Chapter 33 - Curious 5

"Sampai jumpa nanti malam," ujar Pierre setelah ia berpamitan untuk pulang dengan Esmee.

Esmee tersenyum simpul sambil menganggukkan kepalanya. Ia mengantar Pierre sampai ke pintu depan restoran. "Terima kasih kau sudah membantuku lagi."

Pierre merangkul Esmee lalu mengecup pipinya.
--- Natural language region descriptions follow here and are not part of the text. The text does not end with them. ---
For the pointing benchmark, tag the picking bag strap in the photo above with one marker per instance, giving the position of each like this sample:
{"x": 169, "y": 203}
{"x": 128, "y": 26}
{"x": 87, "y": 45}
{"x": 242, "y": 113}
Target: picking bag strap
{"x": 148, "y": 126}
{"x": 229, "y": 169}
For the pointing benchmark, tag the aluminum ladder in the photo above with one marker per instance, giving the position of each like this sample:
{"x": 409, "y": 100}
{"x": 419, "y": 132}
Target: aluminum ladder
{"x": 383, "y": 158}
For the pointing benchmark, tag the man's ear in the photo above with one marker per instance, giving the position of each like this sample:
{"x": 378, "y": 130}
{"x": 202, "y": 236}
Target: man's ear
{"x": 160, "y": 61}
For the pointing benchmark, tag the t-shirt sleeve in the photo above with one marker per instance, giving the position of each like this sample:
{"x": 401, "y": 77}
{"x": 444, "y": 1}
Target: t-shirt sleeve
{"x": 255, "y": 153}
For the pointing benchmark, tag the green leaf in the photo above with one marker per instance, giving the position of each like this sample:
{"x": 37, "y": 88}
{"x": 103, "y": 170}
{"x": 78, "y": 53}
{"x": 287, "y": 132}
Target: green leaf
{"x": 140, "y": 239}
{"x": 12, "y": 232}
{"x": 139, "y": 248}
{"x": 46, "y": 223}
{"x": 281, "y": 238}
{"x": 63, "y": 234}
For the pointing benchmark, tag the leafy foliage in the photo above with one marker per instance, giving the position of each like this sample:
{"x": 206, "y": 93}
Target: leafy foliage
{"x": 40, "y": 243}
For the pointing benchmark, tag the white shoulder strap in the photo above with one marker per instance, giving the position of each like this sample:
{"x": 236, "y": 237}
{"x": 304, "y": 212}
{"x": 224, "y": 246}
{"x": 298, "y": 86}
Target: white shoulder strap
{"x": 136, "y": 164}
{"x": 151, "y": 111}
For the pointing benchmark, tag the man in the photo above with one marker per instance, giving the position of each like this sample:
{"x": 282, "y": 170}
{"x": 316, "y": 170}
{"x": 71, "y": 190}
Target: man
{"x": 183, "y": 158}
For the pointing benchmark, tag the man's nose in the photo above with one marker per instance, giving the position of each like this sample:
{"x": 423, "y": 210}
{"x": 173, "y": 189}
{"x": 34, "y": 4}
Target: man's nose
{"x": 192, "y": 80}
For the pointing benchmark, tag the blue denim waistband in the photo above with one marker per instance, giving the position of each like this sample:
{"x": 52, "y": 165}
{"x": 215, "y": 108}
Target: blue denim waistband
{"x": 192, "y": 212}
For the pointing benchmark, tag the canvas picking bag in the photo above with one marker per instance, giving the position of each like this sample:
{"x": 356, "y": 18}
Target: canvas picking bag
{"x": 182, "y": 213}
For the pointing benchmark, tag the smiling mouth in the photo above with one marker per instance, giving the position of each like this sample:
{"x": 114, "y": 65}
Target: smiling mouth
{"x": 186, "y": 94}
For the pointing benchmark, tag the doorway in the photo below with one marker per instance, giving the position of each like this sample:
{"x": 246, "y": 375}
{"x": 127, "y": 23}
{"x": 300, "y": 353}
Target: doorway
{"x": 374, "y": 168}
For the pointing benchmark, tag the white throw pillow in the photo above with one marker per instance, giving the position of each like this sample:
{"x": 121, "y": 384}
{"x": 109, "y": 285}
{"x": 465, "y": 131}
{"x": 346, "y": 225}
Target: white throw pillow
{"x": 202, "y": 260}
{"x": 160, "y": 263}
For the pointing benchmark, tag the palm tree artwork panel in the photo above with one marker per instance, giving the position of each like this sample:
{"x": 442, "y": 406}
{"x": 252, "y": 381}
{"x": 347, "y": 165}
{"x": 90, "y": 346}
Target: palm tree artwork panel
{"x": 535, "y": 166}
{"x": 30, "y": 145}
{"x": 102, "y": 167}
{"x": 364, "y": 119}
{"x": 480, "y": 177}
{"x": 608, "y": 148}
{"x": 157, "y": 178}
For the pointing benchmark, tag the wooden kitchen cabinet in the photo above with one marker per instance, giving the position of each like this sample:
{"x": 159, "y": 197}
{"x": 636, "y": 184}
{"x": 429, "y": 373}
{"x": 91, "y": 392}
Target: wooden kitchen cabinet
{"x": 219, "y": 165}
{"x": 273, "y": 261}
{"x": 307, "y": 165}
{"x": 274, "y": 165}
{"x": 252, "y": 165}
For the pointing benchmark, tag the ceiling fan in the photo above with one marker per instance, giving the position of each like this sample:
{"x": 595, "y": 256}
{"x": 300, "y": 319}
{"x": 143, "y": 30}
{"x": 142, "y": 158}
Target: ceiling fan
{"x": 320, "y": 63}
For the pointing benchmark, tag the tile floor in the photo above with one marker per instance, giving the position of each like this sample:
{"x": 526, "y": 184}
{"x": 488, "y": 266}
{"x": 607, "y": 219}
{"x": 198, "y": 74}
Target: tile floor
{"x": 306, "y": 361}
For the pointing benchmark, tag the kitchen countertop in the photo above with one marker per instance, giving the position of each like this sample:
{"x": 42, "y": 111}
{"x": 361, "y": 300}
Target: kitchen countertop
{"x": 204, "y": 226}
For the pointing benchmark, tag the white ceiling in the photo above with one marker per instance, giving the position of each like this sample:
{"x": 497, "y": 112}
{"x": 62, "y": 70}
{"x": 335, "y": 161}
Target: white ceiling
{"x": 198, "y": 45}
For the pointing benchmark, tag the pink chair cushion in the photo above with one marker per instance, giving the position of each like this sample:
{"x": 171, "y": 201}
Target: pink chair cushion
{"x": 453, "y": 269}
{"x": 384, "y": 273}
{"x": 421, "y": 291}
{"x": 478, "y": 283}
Setelah itu ia tersenyum dan segera pergi meninggalkan restoran D'Amelie. Esmee terdiam sambil menghela nafas panjang setelah Pierre mengecup pipinya. Setelah itu ia kembali masuk ke dalam restoran.

Marie yang tadi melihat Pierre mengecup pipi Esmee langsung mengerling jahil pada Esmee. "Lihat, siapa yang semakin gencar mendekatimu sekarang. Kemarin William menemanimu. Sekarang Pierre nampaknya sudah tidak ragu mencium pipimu."

Esmee mendesah pelan. "Apa tidak ada tamu lagi?"

Marie mengangkat bahunya. "Sejak buka untuk sesi kedua, hanya ada beberapa tamu yang datang."

Esmee menghela nafas panjang. "Sepertinya renovasi bangunan akan mempengaruhi kita sebentar lagi."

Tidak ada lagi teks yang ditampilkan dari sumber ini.